Walking back, to avoid climbing down
A pedestrian metaphor proves to have legs in this electoral season
As the United States enters the final phase of an election season that has been going on since at least Jan. 21, 2009, it seems, we don't hear much about races deemed likely to be won "in a walk."
Nor are we hearing much about any given electoral race as a "cakewalk." This term is used mostly in the negative of late, and mostly to refer to sports contests.
Among teams recently in "no cakewalk" situations, per Google News, are the Green Bay Packers and the Indiana University basketball team, as well as the Minot (N.D.) High School football team.
"Cakewalk" was the prediction from Kenneth Adelman, a conservative security and defense official, for the US war in Iraq. Things didn't quite work out that way, and if "cakewalk" has subsequently fallen out of political discourse, this may explain why.
The original "cakewalk," as Slate explained in 2003, was an informal dance African-Americans in the antebellum South invented. It was "intended to satirize the stiff ballroom promenades of white plantation owners." Dancers took part in contests, competing for slices of cake – hence the name. After emancipation, "cakewalk" came to mean "an easy task."
But it's the autumn of 2012, and there aren't many cakewalks here. The pedestrian metaphor that does seem to have real "legs" this season – on both sides of the political aisle – is "walking back."
It seems to be a variant on "backtracking," meant to be a little more neutral, and a little more dignified, than a "climbdown."
After the Oct. 3 presidential debate, in which Mitt Romney is widely seen as having trounced President Obama, the Orlando Sentinel offered a reader poll: "Is Mitt Romney reinventing himself?"
One of the answer choices was "Yes.

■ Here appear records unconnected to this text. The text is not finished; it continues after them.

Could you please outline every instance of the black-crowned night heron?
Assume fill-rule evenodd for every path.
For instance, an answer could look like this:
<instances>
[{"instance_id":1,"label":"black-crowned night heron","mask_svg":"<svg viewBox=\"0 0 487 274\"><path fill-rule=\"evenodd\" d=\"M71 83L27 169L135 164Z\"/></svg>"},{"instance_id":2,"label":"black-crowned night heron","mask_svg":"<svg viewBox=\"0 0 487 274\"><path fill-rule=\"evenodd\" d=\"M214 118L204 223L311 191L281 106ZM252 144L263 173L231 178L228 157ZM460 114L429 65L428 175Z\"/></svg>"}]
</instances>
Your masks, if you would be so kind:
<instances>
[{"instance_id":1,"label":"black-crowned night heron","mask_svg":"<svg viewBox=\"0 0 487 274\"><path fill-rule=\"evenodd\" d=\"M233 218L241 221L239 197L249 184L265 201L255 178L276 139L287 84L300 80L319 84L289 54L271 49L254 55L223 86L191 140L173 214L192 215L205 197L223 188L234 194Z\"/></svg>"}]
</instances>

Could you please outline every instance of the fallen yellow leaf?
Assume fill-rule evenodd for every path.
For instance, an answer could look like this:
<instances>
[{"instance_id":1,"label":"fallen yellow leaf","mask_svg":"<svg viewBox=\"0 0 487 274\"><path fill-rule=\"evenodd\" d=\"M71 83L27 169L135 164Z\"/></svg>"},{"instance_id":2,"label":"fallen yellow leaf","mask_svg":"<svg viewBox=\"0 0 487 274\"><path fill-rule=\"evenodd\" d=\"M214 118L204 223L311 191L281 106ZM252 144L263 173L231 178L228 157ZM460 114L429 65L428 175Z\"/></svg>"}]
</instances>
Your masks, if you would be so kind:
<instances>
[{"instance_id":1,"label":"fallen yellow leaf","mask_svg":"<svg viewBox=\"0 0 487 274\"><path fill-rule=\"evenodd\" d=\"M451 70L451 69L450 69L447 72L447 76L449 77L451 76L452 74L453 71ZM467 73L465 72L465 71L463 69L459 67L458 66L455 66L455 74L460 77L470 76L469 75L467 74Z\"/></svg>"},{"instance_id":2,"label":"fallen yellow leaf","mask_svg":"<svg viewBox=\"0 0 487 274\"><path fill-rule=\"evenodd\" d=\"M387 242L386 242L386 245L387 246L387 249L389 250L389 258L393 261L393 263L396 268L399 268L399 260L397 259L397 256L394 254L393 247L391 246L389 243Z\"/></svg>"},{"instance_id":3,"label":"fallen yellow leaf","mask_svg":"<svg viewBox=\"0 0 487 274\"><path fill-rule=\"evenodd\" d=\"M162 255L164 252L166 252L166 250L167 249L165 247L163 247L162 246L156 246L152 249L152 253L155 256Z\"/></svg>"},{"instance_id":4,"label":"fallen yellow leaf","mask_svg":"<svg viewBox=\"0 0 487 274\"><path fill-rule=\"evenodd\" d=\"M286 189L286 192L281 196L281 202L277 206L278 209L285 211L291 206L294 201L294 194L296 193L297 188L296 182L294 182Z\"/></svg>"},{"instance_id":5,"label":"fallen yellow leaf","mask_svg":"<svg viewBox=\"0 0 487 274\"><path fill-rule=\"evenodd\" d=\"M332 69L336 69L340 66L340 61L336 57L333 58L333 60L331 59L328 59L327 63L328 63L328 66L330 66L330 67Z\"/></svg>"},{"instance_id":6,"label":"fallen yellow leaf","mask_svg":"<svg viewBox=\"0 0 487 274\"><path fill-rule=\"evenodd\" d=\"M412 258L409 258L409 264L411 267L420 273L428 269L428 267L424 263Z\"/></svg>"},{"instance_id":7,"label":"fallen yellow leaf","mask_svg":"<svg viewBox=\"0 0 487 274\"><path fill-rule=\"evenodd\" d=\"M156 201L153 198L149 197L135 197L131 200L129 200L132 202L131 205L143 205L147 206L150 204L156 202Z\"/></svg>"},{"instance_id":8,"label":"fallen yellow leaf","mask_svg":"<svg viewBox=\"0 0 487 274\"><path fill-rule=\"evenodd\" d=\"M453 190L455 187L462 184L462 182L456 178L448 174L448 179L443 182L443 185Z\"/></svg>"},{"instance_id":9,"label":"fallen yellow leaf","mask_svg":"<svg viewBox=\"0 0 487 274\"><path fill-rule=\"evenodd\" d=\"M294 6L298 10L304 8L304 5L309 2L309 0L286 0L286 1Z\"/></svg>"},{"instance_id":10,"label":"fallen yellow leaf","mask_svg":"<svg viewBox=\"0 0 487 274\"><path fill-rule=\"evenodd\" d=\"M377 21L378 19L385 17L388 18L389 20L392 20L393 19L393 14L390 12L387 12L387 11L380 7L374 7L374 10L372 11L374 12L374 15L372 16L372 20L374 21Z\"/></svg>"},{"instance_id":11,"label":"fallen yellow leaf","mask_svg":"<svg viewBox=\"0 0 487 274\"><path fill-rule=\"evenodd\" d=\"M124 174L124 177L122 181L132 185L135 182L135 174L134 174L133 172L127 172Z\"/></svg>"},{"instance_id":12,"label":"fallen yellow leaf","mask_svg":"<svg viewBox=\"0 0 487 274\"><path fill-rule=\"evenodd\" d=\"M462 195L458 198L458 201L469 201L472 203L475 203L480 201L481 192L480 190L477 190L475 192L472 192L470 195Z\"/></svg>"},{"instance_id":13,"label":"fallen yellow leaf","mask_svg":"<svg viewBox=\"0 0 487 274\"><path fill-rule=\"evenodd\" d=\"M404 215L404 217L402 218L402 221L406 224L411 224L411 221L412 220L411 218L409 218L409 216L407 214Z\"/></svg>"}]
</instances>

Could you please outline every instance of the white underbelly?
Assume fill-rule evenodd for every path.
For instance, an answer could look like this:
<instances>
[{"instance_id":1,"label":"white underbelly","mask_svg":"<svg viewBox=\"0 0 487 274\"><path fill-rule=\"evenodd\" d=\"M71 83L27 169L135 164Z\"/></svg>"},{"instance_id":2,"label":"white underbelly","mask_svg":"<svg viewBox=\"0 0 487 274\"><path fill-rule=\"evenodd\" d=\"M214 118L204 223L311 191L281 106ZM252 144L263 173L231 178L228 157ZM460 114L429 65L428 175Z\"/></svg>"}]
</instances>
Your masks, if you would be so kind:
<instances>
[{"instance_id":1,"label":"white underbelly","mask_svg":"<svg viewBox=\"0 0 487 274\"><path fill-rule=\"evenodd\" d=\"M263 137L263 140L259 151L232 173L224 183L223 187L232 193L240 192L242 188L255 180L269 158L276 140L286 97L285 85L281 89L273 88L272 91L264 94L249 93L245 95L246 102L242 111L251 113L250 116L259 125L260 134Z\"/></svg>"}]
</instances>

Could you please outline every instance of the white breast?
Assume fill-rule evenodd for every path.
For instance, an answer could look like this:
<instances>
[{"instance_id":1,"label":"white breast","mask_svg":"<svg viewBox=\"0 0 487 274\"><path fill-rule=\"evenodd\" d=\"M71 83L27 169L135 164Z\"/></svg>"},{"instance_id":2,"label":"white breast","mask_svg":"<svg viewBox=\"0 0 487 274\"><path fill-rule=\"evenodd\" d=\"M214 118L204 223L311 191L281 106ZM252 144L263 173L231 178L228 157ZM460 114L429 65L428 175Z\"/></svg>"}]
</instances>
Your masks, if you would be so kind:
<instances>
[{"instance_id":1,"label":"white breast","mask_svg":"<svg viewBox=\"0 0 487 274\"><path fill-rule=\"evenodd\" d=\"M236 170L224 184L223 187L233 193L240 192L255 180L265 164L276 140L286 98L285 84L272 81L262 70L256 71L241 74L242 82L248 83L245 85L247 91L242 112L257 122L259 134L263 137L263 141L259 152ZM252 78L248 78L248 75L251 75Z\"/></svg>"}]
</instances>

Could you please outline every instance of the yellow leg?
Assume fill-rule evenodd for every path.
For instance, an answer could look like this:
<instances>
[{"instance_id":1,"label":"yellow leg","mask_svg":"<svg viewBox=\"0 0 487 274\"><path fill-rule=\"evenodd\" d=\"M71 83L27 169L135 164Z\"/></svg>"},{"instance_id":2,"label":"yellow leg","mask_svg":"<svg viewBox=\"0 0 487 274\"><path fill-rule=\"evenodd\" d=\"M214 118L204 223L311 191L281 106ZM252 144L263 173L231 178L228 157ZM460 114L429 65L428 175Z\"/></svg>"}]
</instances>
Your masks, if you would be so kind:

He's now walking back from his primary plans to cut taxes for the rich, gut regulations for Wall Street, eviscerate everything in Obamacare, and punish all illegal immigrants."
That was clearly the answer button the Huffington Post would have pushed. Here's its analysis: "Republican presidential nominee Mitt Romney spent much of his first presidential debate ... walking back some of his core primary positions...."
Grammar geeks will notice the difference between the Sentinel's intransitive "walking back from and the HuffPost's transitive "walking back ... core ... positions."
The Daily Caller ran this piece by Neil Munro: "President Barack Obama's deputies are walking back his ground-breaking acknowledgment that Egypt is no longer an 'ally,' only one day after he declared that Mitt Romney tends to 'shoot first and aim later.'
"The pronouncement, or gaffe, apparently marked an informal end to the US government's 33-year alliance with Egypt. The attempted walk-back prompted taunts from GOP activists."
As often happens with a buzz phrase, "walking back" coexists in its literal uses as well as its metaphorical ones. In Oklahoma, for instance, the Tahlequah Daily Press reported recently on a 23-year-old monk who became the subject of a search-and-rescue mission involving "several fire departments and other agencies" after he got lost trying to catch up with a group of his brethren out on their daily walk. He spent the night in a cave – an appropriately monkish lodging, meseems – and while "walking back" the next day, stopped at a home where someone gave him a ride back to his abbey. He arrived "cold and wet" but safe and sound.
Walking back, it appears, can be a good way to find your way home – politically or otherwise.